Migrate from AWS Cognito

Learn how to migrate users to WorkOS from AWS Cognito.

Introduction

Migrate your existing user data from AWS Cognito into WorkOS using the AuthKit API. Follow these steps to export and then import your users.

AWS Cognito does not offer exports of user password hashes or MFA keys. This means that your imported users will need to reset their passwords and reconfigure any required MFA.

1. Exporting Cognito user data

Export user data from an AWS Cognito User Pool using the AWS CLI’s list-users command.

Retrieve the first page of results with the following command:

List users using the Cognito CLI

 aws cognito-idp list-users --user-pool-id <your-user-pool> --region <region>

Add the --pagination-token <next-token> argument to paginate subsequent requests:

export-aws-cognito-users.sh

 #!/bin/bash
user_pool_id="<your-user-pool-id>"
region="<your-region>"
output_dir="cognito_exports"
file_index=1

mkdir -p "$output_dir"

export_users() {
  aws cognito-idp list-users --user-pool-id "$user_pool_id" --region "$region" $1 | \
  jq '.' > "$output_dir/users_$2.json"
}

next_token=""
while true; do
  next_token=$(export_users "${next_token:+--pagination-token $next_token}" "$file_index" | jq -r '.PaginationToken // empty')
  [ -z "$next_token" ] && break
  ((file_index++))
done
echo "Export complete."

2. Importing users into WorkOS

Import your user data into WorkOS by mapping attributes from the AWS Cognito User format to WorkOS API parameters.

Example AWS Cognito list-users response object

 {
  "Users": [
    {
      "Username": "22704aa3-fc10-479a-97eb-2af5806bd327",
      "Enabled": true,
      "UserStatus": "FORCE_CHANGE_PASSWORD",
      "UserCreateDate": 1548089817.683,
      "UserLastModifiedDate": 1548089817.683,
      "Attributes": [
        {
          "Name": "sub",
          "Value": "22704aa3-fc10-479a-97eb-2af5806bd327"
        },
        {
          "Name": "family_name",
          "Value": "Mouse"
        },
        {
          "Name": "given_name",
          "Value": "Mickey"
        },
        {
          "Name": "email_verified",
          "Value": "true"
        },
        {
          "Name": "email",
          "Value": "mary@example.com"
        }
      ]
    }
  ]
}

Call the WorkOS Create User API to create a corresponding record for each exported user. Use the following mapping from the AWS Cognito object to WorkOS Create User API parameters:

AWS Cognito		WorkOS API
`email`	→	`email`
`emailVerified`	→	`email_verified`
`given_name`	→	`first_name`
`family_name`	→	`last_name`

Migrated users must reset their passwords before they can sign in.

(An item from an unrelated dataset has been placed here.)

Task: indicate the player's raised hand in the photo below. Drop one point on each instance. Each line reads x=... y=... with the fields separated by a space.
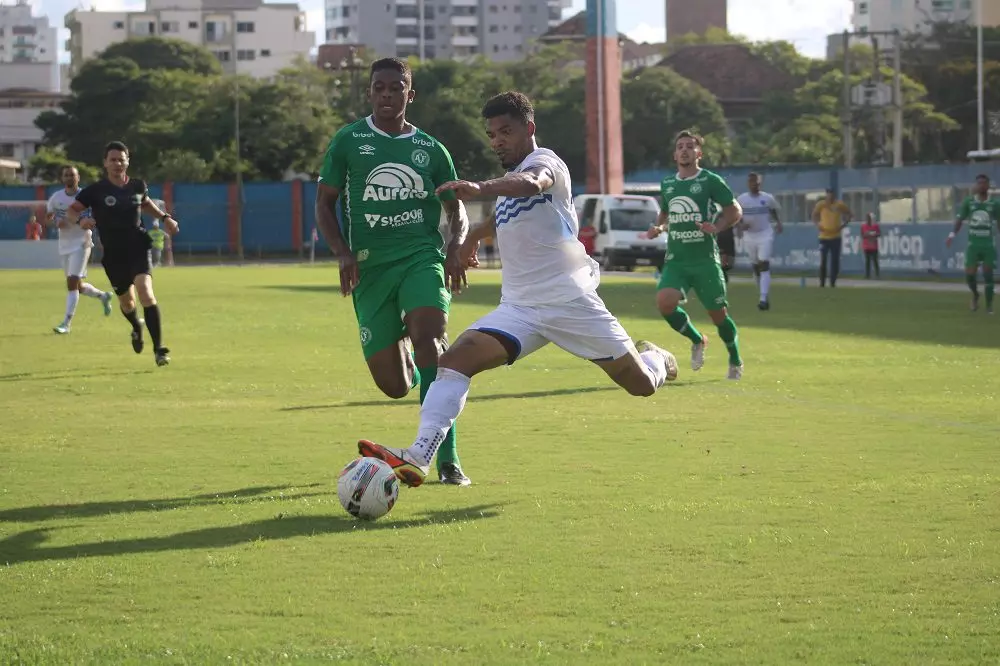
x=463 y=189
x=349 y=276
x=455 y=265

Triggering password resets

Plan a strategy for triggering password resets after importing users into WorkOS. Ask users to reset their password at next sign-in, or proactively send password reset emails.

Trigger the password reset flow using the WorkOS Send Password Reset Email API.

Other authentication methods

In addition to migrating username and password users to WorkOS, you can migrate users who authenticate using third-party identity providers, such as Google, without re-obtaining access.

Ensure you use the same credentials (i.e. Client ID and Client Secret) in WorkOS as those used for your connection in AWS Cognito.

For OAuth providers, you will need to add WorkOS as an additional Redirect URI. See the Google OAuth integration guide as an example of what this process looks like.